Dover Twp. man pleads guilty to mishandling asbestos at site of planned school
A Dover Township man has pleaded guilty to violating a Clean Air Act standard, according to the U.S. Department of Justice.
Ty Allen Barnett entered a guilty plea on Wednesday to the improper handling and removal of regulated asbestos-containing material as required by federal law, according to a news release from the U.S. Attorney's Office in Harrisburg on Friday. A 10-count indictment filed in 2020 charged Barnett and several companies and individuals:
- Lobar Inc.
- First Capital Insulation Inc.
- Francis Richard Yingling Jr.
- Dennis Lee Charles Jr.
- M&J Excavation Inc.
- John August Sidari Jr.
According to U.S. Attorney John C. Gurganus in the news release, the criminal charge against Barnett is because of his actions as the project supervisor for contractor First Capital Insulation Inc.

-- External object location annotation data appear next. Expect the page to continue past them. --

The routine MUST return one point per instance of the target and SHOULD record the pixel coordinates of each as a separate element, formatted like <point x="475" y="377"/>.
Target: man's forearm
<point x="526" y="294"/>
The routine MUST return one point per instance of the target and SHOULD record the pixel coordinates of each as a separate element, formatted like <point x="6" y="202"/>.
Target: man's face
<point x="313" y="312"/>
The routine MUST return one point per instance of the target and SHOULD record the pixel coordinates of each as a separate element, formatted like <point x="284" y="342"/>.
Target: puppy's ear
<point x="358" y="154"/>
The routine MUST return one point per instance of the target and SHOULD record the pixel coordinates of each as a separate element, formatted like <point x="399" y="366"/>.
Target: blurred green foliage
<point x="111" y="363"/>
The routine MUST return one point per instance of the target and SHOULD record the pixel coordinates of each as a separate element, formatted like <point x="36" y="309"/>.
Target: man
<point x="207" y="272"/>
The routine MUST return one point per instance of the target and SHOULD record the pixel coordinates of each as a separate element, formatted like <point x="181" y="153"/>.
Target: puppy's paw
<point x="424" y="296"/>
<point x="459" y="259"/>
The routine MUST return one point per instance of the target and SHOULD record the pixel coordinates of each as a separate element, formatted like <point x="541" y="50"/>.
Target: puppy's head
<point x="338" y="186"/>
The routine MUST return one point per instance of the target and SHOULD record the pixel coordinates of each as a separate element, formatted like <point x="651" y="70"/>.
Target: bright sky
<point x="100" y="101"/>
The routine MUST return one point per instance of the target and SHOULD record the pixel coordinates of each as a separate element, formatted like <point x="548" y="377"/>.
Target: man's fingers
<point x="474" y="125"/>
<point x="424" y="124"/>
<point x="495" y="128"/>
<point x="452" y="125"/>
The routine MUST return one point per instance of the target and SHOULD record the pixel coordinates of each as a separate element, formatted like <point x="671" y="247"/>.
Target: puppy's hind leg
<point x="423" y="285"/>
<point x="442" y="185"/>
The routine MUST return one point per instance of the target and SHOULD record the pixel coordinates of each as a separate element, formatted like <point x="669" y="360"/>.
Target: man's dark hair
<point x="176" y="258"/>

As previously reported by The York Dispatch, Lobar Inc., which is based in Dillsburg, pleaded guilty in February and could be fined up to $400,000 for failing to properly remove asbestos from the site of a planned elementary school.
Terms of the deal call for Lobar to face a $400,000 fine, three years' probation and an order for the business to create an environmental compliance health and safety program, as well as a procedure for employees to report environmental violations, court documents show. Five other counts against the company would be dismissed.
Lobar was hired in December 2014 as the general contractor on a project to demolish a former weaving mill and build a new elementary school for the Berwick Area School District in Luzerne and Columbia counties.
Before work started, findings from environmental assessments were shared with Lobar and its subcontractors, identifying hazardous substances including asbestos in the former mill, according to details in the federal indictment.
The project got underway in January 2015, with the case alleging Lobar and other defendants began demolishing the mill before the asbestos was properly removed. The work continued until U.S. Environmental Protection Agency staff halted the project in February 2015, court documents show.
The remaining defendants have pleaded not guilty and are scheduled to go to trial in June, according to the U.S. Attorney's Office.
Reporter Aimee Ambrose contributed to this report.